Die Länge bezeichnet die Ausdehnung physikalischer Objekte oder die Abstände physikalischer Objekte zueinander. Die Länge eines Objektes ist, sagen wir, der Abstand zwischen den zwei Enden dieses Objektes, die am weitesten voneinander entfernt sind. Die Länge als Abstand zweier Punkte wird in der klassischen Physik als konstant betrachtet. In der speziellen Relativitätstheorie ist die Länge jedoch abhängig vom relativen Bewegungszustand des jeweiligen Beobachters, man spricht von einer relativistischen Längenkontraktion. Die Länge ist keine unveränderliche Eigenschaft. Die Temperatur, die Zeit, die Stimmung, die Träume oder die Gegenwart eines anderen Objektes können sie beeinflussen. Die Wellenlänge regt mich auf. Ich fühle mich manchmal Zentimeter, Zoll, Spanne oder Fuß.

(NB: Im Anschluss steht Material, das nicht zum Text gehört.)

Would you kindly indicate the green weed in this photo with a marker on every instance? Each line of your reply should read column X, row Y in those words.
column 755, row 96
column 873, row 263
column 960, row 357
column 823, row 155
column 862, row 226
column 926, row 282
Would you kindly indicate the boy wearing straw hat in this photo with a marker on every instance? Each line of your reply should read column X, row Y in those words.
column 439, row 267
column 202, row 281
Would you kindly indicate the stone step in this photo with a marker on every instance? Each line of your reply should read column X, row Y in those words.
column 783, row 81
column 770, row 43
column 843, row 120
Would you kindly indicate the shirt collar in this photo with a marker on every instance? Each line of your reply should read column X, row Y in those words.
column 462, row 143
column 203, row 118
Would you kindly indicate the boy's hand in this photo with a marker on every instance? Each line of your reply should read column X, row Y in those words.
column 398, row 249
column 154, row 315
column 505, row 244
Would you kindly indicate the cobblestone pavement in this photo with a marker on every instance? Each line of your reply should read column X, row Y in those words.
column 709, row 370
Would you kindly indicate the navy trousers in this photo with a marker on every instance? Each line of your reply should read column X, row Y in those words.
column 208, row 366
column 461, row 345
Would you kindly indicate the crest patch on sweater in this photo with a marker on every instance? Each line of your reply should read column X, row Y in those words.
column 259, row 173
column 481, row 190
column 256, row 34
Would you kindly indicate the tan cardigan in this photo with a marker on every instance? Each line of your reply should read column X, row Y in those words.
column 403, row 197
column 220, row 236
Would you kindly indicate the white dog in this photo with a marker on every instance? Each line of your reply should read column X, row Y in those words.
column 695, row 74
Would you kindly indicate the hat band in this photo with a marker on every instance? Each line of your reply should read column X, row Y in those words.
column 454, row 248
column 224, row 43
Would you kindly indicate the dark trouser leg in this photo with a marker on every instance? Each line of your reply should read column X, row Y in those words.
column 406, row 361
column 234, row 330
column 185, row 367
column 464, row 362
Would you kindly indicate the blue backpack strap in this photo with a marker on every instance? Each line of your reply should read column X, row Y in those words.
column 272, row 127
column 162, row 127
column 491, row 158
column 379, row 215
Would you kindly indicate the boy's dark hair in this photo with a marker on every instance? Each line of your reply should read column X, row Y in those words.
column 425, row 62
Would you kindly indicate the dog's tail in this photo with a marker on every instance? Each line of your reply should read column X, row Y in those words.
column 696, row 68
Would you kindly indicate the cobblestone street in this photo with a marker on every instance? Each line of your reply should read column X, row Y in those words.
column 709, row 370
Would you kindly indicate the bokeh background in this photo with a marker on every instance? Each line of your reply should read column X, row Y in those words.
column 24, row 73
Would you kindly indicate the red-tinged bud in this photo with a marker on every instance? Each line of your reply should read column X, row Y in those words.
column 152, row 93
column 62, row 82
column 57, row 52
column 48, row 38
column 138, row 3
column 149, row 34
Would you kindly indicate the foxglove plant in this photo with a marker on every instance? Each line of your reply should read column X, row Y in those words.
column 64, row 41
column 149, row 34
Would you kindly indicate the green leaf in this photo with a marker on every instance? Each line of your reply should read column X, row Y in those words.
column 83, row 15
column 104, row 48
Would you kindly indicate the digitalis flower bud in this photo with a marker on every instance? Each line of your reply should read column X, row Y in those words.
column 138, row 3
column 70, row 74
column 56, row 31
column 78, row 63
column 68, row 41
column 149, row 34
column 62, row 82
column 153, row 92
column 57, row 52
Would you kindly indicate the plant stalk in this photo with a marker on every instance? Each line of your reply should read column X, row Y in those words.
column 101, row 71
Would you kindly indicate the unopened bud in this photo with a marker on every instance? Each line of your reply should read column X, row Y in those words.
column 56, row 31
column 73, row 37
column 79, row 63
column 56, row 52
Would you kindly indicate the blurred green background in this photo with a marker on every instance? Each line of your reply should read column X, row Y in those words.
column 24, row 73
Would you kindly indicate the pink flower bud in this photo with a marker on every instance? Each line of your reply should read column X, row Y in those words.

Ich bin in dem Nordzug Richtung Süden. Ich hätte auch einen längeren Weg nehmen können, durch Langendembach fahren. Entlang der Länge meiner Wirbelsäule, ohne Teleskop.
Ich sitze im Zug. Die Toilettentür öffnet sich. Eine junge Frau kommt heraus. Sie ist 1,65 m, wiegt 62,3 kg. Sie hat blondes Haar. Ich mag Blondinen. Sie sind die Zusammenfassung aller Farben. Sie sind weder braun noch rot noch braun noch blond ... und sie sind alle diese auf einmal. Sie setzt sich mir gegenüber und lächelt. Ein Lächeln in der Länge. Ich mag Frauen, die in die Länge lächeln. Ich fühle mich dadurch auch länger. Ich denke zurück an den Wettbewerb der besten Wurstverkäufer in meinem Dorf. Nach einem sehr engen Kampf trugen mich 49 Leute im Triumph. So kam ich der Lösung meines Längenproblems näher.
Die blonde Dame äußert sich überrascht darüber, jemanden in diesem Zug zu finden. Sie verreist oft und ist immer allein. Sie hatte sich an die Einsamkeit des Zuges gewöhnt. Sie fragt, was ich in dem Zug tue. Ich erzähle ihr von meinem Längenproblem. Sie erzählt mir von ihrem Tiefenproblem. Ihre Schwierigkeiten mit dem Ausmaß der Dinge vom Boden der Öffnung bis zu ihrer Kante. Sie weiß nie, wann man mit dem Sturz aufhören soll. Sie kommt aus Tiefensee aber lernte nie zu schwimmen. Nach vielen Stürzen, Schrammen, Wunden, Knochenbrüchen, ausgerenkten Wirbeln entschied sie sich, die Sache tiefer zu ergründen. Tiefenpsychologie war nötig. Die Länge der Tiefe.
Sie sagt mir, dass sie Lokih heißt. Lokih mit einem "H" am Ende. Also nichts zu tun mit dem germanischen Gott Loki, der in der Tat ein Wesen zwischen Gott und Dämon war. Er hatte bestimmt auch Definitionsprobleme.
Lokih mit einem "H" ist ein mir unbekannter Vorname. Jeder weiß, dass Frauen oft falsche Namen nennen, wenn sie auf unbekannte Männer treffen. Auf den Straßen, in Zügen, Taxis, Tankstellen, Garagen, Booten, Flugzeugen, auf Rolltreppen, in Aufzügen, gemischten Toiletten, Diskotheken, Bars, Swimming Pools, Seen, auf Autobahnen, Parkplätzen, in Parks, am Rande des aufzählerischen Infarkts.
Ich öffne mein Wörterbuch der deutschen Namen - natürlich sind wir in Deutschland. Ich habe so ein Wörterbuch für alle Länder, mit Ausnahme Bangladeshs. Ich blättere und finde kein „Lokih“. In einem anderen Land wäre dies unerheblich gewesen, aber nicht in Deutschland. Hier darf man nicht erfinden, was nicht schon existiert. Ich schließe daraus, dass sie einfach eine Außerirdische ist. Außerdem spielt es keine Rolle. Wir sind allein in diesem Nordzug in Richtung Süden. Wir sind allein, sitzen Angesicht zu Angesicht. Ihre Augen sind in meiner Zukunft verloren. Ich würde gern ihren Blick verstehen, aber anscheinend habe ich am Rand meiner Längenprobleme auch Tiefenschwierigkeiten.
Ich fange an, sie für drei Jahre zu lieben. Ich fange an zu denken, dass wir Länge und Tiefe verbinden können. In die Tiefe der Länge gehen bis zur Bodenlosigkeit, bis zum Höhepunkt. Ja, ich muss an diesen Punkt kommen, um weiterzukommen. Die Tiefe unserer Wesen erkunden. Sie schaut mich an und lächelt. Ich fühle mich länger als je zuvor. Ich fühle mich breiter. Ich bin nur Höllentiefe, flüstert sie. Ihr Haar ist nicht mehr blond. Nur leer.
Ich sitze im Zug. Wir fahren nach Norden, Richtung Süden. Der Lokführer ist sicherlich ein Graf oder ein ehemalige Priester. Ich möchte beichten.